Akute respiratorische Insuffizienz?

  • Guten Morgen liebe Forumteilnehmer,

    ich benötige Ihre Unterstützung:

    wir haben bei einem Patienten zwei BGA durchgeführt:

    1. BGA pCo2-Wert 34,00 mmHg und PO2-Wert von 71,7 mmHg bei O2-Gabe

    2. BGA ohne O2-Gabe PCO2-Wert bei 30,0 mmHg und pO2 bei 73,8 mmHg, es wurde mit Sauerstoff-Gabe therapiert.

    Wir verschlüsselten eine akute respiratorische Insuffizienz. Jetzt möchte der MDK daraus eine respiratorische Insuffizienz machen.

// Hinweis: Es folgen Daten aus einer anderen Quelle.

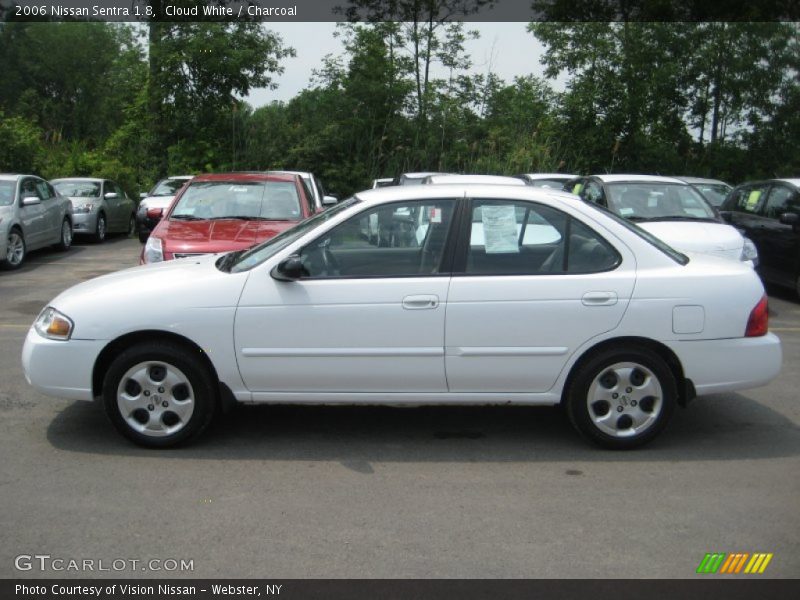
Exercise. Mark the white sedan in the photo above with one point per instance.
(448, 302)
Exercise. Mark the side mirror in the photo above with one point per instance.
(289, 269)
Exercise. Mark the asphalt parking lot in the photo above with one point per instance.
(295, 492)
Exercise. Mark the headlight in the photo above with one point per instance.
(153, 251)
(749, 251)
(53, 325)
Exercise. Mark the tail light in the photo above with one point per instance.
(758, 323)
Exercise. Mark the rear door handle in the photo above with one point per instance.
(421, 302)
(599, 298)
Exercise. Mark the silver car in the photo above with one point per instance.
(99, 206)
(32, 215)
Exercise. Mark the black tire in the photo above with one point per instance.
(653, 371)
(15, 237)
(202, 392)
(101, 231)
(65, 242)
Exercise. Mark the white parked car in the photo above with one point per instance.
(472, 179)
(599, 316)
(554, 181)
(670, 209)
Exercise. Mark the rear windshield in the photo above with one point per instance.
(653, 201)
(678, 257)
(78, 189)
(7, 192)
(267, 200)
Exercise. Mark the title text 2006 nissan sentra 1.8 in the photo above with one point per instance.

    Wir sind nach unserer Analyse der Auffassung, dass es sich hier um eine akute respiratorische handelt.

    Der MDK argumentiert:

    \"J96.0 wurde nicht belegt. Blutgasanalysen mit kurzfristigen Kontrollen wurden nicht vorgelegt, der Versicherte wurde nicht auf der ITS beobachtet. Die vorliegende BGA zeigt einen pO2 von 71,7 (Normalbereich 70 bis 104) und einen pCO2 von 34 (NB 33 bis 45\",somit wurde vom MDK die J96.9 respiratorische Insuffizienz verschlüsselt.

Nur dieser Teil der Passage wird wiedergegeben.